16 septembre 2008

Jeff et Benoît sont en bateau...


Qu'on me pardonne l'insoutenable légèreté de ce titre. Jeff ici c'est Koons, l'artiste au homard pendu à Versailles, et Benoît n'est évidemment personne d'autre que le seizième du nom dans la papauté catholique !
Pourquoi les mettre ainsi face à face dans une improbable embarcation ?

Sans doute un peu parce que leurs noms à tous deux font couler pas mal de salive et d'encre ces derniers temps. « Tout le monde en parle » comme disait l'autre...
Surtout parce qu'ils incarnent à l'instant présent deux des plus indicibles passions qui animent l'être humain : L'Art et Dieu. Et parce que ces deux passions semblent parfois en passe de s'abîmer dans le néant.
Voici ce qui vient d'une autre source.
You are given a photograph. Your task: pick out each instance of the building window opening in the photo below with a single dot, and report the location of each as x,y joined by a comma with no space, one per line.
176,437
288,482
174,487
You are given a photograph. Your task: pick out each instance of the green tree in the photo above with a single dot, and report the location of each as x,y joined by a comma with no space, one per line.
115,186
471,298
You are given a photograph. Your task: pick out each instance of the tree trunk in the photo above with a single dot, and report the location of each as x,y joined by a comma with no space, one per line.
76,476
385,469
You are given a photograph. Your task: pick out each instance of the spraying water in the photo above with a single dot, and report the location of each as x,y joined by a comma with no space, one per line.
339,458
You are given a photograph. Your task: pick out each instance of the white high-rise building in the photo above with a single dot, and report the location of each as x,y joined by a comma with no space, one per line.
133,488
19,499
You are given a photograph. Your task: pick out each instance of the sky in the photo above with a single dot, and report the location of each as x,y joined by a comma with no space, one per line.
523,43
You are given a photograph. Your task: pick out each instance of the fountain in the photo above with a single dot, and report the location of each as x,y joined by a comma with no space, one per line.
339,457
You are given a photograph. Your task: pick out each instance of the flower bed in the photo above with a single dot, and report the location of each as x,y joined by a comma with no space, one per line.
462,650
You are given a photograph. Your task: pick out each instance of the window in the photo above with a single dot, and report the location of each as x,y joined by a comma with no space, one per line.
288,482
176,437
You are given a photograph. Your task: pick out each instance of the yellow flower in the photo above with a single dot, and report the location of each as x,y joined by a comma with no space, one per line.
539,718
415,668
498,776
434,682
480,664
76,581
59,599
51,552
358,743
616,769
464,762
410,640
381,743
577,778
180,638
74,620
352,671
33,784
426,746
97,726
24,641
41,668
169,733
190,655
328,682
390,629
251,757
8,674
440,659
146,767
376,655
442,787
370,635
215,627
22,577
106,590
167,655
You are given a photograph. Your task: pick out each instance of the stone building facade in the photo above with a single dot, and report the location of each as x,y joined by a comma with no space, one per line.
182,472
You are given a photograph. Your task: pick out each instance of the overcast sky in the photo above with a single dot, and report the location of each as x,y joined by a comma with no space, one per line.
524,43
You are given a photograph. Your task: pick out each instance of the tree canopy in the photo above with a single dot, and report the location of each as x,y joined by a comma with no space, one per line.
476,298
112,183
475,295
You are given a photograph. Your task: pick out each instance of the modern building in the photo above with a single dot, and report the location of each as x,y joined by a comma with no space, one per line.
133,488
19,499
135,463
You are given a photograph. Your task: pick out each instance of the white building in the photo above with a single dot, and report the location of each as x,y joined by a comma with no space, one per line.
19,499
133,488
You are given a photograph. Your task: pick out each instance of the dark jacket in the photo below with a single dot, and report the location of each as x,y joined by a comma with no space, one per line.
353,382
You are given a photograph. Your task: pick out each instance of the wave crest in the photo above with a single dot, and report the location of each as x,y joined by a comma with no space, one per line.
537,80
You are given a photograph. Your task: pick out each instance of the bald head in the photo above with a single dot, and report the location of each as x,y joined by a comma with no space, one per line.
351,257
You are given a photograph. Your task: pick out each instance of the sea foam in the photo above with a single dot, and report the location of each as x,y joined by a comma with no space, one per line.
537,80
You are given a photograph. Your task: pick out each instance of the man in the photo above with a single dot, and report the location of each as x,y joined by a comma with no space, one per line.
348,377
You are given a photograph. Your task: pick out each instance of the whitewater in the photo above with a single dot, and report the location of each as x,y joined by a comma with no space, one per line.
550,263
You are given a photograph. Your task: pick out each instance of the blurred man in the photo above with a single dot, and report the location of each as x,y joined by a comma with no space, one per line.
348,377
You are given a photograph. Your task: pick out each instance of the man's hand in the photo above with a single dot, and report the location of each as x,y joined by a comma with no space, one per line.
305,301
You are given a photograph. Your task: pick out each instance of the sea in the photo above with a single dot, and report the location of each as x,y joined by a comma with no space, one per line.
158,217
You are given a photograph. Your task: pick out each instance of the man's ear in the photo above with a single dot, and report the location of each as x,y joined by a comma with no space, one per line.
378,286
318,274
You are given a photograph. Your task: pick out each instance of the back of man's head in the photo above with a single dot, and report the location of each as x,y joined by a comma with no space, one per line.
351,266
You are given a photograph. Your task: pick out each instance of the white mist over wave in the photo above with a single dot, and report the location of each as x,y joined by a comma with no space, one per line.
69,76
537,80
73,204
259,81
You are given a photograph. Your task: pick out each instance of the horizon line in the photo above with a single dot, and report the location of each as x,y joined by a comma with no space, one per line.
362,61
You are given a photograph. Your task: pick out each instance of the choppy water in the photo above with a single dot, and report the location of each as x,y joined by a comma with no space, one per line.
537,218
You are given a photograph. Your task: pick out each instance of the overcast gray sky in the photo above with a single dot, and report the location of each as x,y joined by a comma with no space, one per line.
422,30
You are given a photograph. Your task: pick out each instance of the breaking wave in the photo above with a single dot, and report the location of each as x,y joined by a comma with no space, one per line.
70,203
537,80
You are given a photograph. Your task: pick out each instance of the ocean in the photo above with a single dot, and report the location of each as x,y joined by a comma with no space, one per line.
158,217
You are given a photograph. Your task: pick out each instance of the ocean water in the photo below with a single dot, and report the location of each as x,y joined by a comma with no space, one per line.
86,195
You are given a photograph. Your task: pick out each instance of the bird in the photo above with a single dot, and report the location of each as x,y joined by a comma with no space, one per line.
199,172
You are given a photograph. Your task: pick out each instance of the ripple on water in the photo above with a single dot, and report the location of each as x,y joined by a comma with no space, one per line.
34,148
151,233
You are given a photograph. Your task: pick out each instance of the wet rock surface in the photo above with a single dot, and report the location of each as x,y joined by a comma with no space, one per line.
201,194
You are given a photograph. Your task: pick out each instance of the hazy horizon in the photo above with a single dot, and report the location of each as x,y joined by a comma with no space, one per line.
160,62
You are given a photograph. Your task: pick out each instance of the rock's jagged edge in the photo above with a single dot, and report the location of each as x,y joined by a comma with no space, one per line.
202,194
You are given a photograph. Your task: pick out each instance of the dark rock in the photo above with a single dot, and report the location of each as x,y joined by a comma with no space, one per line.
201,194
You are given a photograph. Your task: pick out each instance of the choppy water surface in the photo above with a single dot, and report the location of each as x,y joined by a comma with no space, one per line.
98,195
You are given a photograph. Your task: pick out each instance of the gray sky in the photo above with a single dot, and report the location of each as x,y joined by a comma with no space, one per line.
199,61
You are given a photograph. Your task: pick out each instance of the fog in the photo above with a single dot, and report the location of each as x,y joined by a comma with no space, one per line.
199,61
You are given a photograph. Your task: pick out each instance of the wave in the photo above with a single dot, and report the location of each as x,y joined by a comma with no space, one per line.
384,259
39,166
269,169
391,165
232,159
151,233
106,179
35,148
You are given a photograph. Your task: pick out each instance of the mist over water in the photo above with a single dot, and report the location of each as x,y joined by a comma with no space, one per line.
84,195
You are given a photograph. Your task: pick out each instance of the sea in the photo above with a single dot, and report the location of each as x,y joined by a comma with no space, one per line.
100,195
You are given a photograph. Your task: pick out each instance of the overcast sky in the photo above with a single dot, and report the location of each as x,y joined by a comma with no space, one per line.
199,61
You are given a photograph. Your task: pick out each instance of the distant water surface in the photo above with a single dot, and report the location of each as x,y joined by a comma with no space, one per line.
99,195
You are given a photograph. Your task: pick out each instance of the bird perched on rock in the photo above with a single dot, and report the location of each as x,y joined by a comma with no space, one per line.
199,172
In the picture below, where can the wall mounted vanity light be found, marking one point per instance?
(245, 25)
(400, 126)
En effet, malgré la fameuse assertion de Malraux sur le caractère "spirituel" du XXIè siècle, c'est pour l'heure ce qui paraît lui manquer le plus. Dieu et l'au-delà ne suscitent que fanatisme ou indifférence, et quant à l'art, il erre entre banalisation et délires commerciaux. D'une manière générale, une bonne part de ce qui faisait "l'esprit", se trouve réduit à l'état de vestiges.
Pas si grave diront certains.
Il est vrai que Malherbe constatait autrefois qu'un poète « n'était pas plus utile à l'Etat qu'un bon joueur de quilles ». Et Marx évoquait à propos de la religion, « l'opium du peuple »...
Pourtant l'analyse du passé, même récent, enseigne qu'en règle, les sociétés sans Dieu furent les pires de toutes. Et c'est le plus évident bon sens qui veut qu'on mesure le degré de civilisation à l'aune de la production artistique. Les deux allant souvent de pair, faut-il le préciser.
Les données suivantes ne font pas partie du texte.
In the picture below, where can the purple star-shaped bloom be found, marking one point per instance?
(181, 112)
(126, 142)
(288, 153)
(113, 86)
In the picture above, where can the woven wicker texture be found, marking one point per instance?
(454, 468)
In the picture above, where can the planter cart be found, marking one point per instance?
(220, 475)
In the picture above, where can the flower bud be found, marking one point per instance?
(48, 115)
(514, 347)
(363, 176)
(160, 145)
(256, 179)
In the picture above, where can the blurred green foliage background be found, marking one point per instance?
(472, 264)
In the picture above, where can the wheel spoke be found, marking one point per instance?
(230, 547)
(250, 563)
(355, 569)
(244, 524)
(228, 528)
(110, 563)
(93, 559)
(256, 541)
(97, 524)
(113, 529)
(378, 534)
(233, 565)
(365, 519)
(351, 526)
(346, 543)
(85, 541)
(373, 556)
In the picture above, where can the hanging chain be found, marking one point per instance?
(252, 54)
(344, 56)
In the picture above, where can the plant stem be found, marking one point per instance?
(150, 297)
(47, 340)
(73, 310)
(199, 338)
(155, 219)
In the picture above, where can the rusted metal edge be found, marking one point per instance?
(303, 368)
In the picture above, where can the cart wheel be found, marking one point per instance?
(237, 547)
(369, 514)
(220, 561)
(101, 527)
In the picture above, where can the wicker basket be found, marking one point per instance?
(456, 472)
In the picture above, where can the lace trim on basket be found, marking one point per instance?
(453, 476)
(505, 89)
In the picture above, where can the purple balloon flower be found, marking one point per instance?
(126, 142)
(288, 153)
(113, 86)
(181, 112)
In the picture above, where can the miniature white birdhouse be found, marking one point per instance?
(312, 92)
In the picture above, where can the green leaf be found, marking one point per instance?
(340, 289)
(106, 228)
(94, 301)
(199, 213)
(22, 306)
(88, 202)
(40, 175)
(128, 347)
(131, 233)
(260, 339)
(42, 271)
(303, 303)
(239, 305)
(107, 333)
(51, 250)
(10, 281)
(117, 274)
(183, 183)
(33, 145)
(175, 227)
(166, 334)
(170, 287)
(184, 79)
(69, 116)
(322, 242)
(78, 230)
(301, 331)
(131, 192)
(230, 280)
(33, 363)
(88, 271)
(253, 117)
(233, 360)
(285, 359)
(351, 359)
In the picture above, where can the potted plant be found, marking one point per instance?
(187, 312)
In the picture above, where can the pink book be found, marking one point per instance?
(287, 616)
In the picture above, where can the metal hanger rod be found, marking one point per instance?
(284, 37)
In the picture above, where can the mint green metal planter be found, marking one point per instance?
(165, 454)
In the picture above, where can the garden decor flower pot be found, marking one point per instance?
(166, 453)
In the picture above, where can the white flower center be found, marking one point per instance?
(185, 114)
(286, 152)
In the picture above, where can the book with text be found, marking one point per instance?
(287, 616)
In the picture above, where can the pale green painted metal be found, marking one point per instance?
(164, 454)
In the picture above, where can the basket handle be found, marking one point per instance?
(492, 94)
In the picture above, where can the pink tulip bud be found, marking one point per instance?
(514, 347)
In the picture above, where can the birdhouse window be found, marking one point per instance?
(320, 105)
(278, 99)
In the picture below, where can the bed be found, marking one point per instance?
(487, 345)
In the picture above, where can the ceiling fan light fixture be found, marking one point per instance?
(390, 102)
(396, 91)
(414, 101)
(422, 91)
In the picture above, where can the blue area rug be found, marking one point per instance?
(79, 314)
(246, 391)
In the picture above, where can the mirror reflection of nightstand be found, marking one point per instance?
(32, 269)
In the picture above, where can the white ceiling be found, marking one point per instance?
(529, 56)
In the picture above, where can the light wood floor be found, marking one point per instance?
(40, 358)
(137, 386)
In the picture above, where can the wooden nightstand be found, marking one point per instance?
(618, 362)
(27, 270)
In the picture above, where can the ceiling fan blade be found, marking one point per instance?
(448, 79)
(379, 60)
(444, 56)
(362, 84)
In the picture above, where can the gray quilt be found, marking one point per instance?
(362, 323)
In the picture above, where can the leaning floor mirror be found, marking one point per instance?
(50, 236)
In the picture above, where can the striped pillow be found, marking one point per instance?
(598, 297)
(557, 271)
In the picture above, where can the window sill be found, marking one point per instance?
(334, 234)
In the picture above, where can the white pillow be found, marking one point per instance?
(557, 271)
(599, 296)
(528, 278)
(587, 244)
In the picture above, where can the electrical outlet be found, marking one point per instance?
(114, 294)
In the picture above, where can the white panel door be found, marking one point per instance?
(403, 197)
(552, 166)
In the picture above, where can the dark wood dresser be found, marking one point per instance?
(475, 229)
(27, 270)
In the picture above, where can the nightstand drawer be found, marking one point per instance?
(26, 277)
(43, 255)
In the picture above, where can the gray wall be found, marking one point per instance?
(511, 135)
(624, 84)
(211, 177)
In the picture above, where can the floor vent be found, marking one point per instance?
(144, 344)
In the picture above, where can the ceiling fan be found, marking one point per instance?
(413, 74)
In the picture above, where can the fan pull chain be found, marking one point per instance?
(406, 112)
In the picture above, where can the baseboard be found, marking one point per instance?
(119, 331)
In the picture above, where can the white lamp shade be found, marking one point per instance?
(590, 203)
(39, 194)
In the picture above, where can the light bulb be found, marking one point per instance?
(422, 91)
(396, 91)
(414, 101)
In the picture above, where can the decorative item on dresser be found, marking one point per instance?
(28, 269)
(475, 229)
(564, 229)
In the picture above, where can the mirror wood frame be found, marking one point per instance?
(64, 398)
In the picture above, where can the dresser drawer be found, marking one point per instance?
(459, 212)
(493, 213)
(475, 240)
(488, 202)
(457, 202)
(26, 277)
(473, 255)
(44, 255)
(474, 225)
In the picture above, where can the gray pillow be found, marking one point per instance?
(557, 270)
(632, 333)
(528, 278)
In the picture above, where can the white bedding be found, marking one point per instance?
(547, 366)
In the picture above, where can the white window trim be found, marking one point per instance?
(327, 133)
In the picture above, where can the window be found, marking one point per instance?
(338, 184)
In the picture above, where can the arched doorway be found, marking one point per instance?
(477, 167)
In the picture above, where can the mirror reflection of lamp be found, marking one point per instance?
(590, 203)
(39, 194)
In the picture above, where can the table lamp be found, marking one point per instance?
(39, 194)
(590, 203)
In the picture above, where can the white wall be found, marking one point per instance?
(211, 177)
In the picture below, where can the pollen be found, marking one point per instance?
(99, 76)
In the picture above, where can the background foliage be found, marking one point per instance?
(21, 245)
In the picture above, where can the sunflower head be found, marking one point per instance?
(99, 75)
Il n'est pas étonnant que l'Art, dont la vertu première est de parler à l'âme, subisse de plein fouet les effets néfastes du matérialisme qui ronge notre monde. Privé de but, dénué de substance intrinsèque et "d'élévation" comme dirait Baudelaire, il est livré aux marchands et aux "exhibitionnistes".
Ce dernier terme convient particulièrement bien aux productions de Jeff Koons, comme il pourrait aussi bien qualifier Damien Hirst, autre figure emblématique de la culture instantanée. L'un reproduit en grand, grâce à des procédés industriels, des objets d'essence totalement insipide. L'autre amuse la galerie des gogos fortunés en découpant en tranches, de malheureuses vaches formolées, qu'il présente dans de grands écrins vitrés, ou bien colle avec un ineffable mauvais goût des multitudes de diamants sur un crâne humain.
Le spectacle des matières clinquantes mais vaines de Jeff Koons au sein des dorures compassées de Versailles inspire à peu près les mêmes émotions que les rayons savamment présentés d'un grand magasin parisien au moment de Noël, ou les images sur papier glacé d'un magazine de mode... Celles de Hirst relèvent de la curiosité morbide. Pacotille et vanité.
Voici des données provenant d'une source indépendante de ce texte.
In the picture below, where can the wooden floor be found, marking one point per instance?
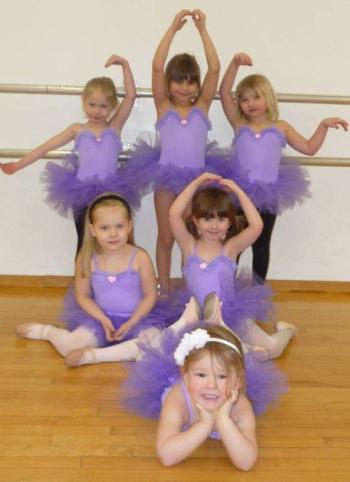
(61, 424)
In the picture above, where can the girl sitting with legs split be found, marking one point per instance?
(114, 292)
(210, 244)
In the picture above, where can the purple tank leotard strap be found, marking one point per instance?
(183, 140)
(260, 152)
(98, 156)
(117, 293)
(204, 277)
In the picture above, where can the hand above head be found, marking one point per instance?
(242, 59)
(115, 60)
(120, 333)
(335, 123)
(9, 167)
(180, 20)
(229, 184)
(207, 177)
(198, 18)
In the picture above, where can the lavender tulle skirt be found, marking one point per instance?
(290, 189)
(74, 317)
(66, 192)
(149, 379)
(148, 174)
(246, 300)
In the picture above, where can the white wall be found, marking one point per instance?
(303, 47)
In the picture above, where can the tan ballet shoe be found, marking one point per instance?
(75, 358)
(212, 309)
(32, 331)
(283, 325)
(192, 311)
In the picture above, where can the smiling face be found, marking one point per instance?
(212, 227)
(253, 105)
(111, 227)
(183, 93)
(208, 381)
(97, 108)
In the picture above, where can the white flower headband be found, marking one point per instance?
(197, 339)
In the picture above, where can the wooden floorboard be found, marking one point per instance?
(61, 424)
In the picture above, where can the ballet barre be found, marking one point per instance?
(147, 93)
(142, 92)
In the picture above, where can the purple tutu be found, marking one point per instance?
(150, 378)
(247, 299)
(148, 174)
(272, 182)
(66, 191)
(74, 317)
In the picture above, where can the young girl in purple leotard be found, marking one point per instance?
(271, 183)
(114, 292)
(203, 383)
(182, 105)
(210, 245)
(93, 166)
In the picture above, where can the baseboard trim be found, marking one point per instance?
(277, 285)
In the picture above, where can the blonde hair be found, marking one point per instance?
(232, 360)
(261, 86)
(104, 85)
(90, 245)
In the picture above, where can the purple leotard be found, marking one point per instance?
(98, 156)
(241, 297)
(89, 171)
(183, 140)
(150, 379)
(271, 182)
(118, 295)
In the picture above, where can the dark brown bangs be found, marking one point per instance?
(183, 67)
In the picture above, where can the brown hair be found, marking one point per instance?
(90, 245)
(209, 203)
(182, 67)
(233, 362)
(104, 85)
(262, 86)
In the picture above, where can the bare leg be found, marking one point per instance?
(165, 239)
(63, 340)
(124, 351)
(213, 316)
(274, 344)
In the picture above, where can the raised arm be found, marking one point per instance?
(312, 145)
(124, 109)
(229, 103)
(145, 267)
(84, 299)
(178, 209)
(57, 141)
(245, 238)
(210, 82)
(160, 94)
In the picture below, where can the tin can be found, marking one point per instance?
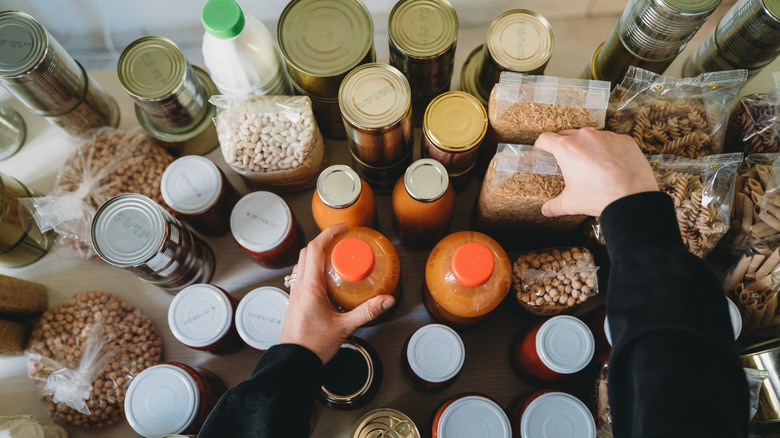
(132, 232)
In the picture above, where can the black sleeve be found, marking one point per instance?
(674, 369)
(276, 400)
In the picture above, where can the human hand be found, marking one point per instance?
(599, 167)
(311, 320)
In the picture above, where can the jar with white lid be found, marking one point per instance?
(260, 315)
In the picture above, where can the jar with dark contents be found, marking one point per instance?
(353, 377)
(133, 232)
(201, 317)
(171, 398)
(265, 227)
(200, 194)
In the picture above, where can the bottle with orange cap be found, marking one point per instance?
(467, 276)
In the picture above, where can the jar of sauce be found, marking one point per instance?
(361, 264)
(201, 317)
(265, 227)
(343, 197)
(260, 315)
(171, 398)
(200, 194)
(553, 349)
(423, 203)
(466, 277)
(471, 415)
(433, 356)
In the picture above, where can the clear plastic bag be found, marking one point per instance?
(668, 115)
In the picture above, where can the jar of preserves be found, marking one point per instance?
(197, 190)
(466, 277)
(260, 315)
(433, 356)
(423, 203)
(171, 398)
(360, 264)
(265, 227)
(343, 197)
(553, 349)
(201, 317)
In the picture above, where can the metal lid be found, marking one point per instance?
(162, 399)
(325, 37)
(455, 121)
(259, 316)
(565, 344)
(191, 184)
(426, 180)
(423, 28)
(338, 186)
(520, 40)
(436, 353)
(557, 415)
(260, 221)
(128, 230)
(374, 96)
(200, 315)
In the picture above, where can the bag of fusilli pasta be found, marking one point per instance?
(668, 115)
(702, 190)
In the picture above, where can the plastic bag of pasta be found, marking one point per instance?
(668, 115)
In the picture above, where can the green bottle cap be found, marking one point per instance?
(222, 18)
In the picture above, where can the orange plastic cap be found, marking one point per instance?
(472, 264)
(352, 258)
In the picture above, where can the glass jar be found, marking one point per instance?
(171, 398)
(423, 204)
(466, 277)
(201, 317)
(199, 192)
(433, 356)
(132, 232)
(343, 197)
(265, 227)
(260, 316)
(553, 349)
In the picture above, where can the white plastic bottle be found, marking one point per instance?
(240, 53)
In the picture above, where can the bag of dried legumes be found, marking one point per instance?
(668, 115)
(271, 140)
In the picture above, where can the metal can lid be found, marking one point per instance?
(128, 229)
(565, 344)
(162, 399)
(325, 37)
(520, 40)
(455, 121)
(151, 67)
(423, 28)
(557, 415)
(426, 180)
(259, 316)
(260, 221)
(374, 96)
(436, 353)
(200, 315)
(338, 186)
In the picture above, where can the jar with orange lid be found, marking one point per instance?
(360, 264)
(342, 197)
(466, 277)
(423, 203)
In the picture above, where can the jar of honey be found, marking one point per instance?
(265, 227)
(342, 197)
(423, 202)
(361, 264)
(466, 277)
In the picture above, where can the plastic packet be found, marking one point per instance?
(668, 115)
(272, 140)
Et tout à coup, face à ce tumulte dérisoire, face aux croyances archaïques et aux a priori sectaires qui se multiplient, cherchant à tourner tout ce qui est inspiré en ridicule, tout ce qui est beau en grotesque, le pape se pose de manière inattendue, en interprète olympien du mystère universel.
Comme libéré de tous les excès et paroxysmes qui émaillèrent depuis la nuit des temps, la relation complexe de l'homme avec l'au delà, il semble avoir pleinement fait siens les conseils du vénérable Kant : "La religion, sans la conscience morale n'est qu'un culte superstitieux. On croit servir Dieu lorsque, par exemple, on le loue ou célèbre sa puissance, sa sagesse, sans penser à la manière d'obéir aux lois divines, sans même connaître et étudier cette sagesse et cette puissance. Pour certaines gens, les cantiques sont un opium pour la conscience et un oreiller sur lequel on peut tranquillement dormir."

Benoît XVI parle de « Dieu le grand inconnu » avec des mots pris au dictionnaire de la raison et tente avec bonhomie et humilité, pour redonner un peu d'âme au monde, de réconcilier religion et culture : « ce qui a fondé la culture de l'Europe, la recherche de Dieu et la disponibilité à L'écouter, demeure aujourd'hui encore le fondement de toute culture véritable ».
Même en étant agnostique, comment ne pas prêter une oreille attentive à ce discours, qui associe sans crainte l'idée de Dieu à l'humanisme, à l'art, à la musique, à la culture ?

Une fois n'est pas coutume, en tombant par hasard sur des réflexions émanant de Philippe Sollers à propos du pape, datant de mai 2007, je suis touché. Rappelant le rôle éminent de Jean-Paul II dans l'histoire de la fin du XXè siècle, et décrivant la succession des Benoît qui précédèrent le pontife actuel, leurs liens spirituels avec Dante ou Voltaire, il évoque la « continuité invisible entre les papes », « autrement décisive que cette fixation des médias sur les questions sexuelles » qui confine à l'obsession et à la caricature (oserais-je dire la mauvaise foi ?).
Plus encore, il parle de l'inclination de Benoît XVI pour la musique et trouve une jolie formule. Plutôt que de me rabattre à propos du bateau, sur l'Arche de Noé ou quelque chose du genre, je trouve plaisant de terminer ce billet en lui laissant la parole : « Un pape qui joue une sonate de Mozart, voilà qui atteste, de mon point de vue, que Dieu existe... »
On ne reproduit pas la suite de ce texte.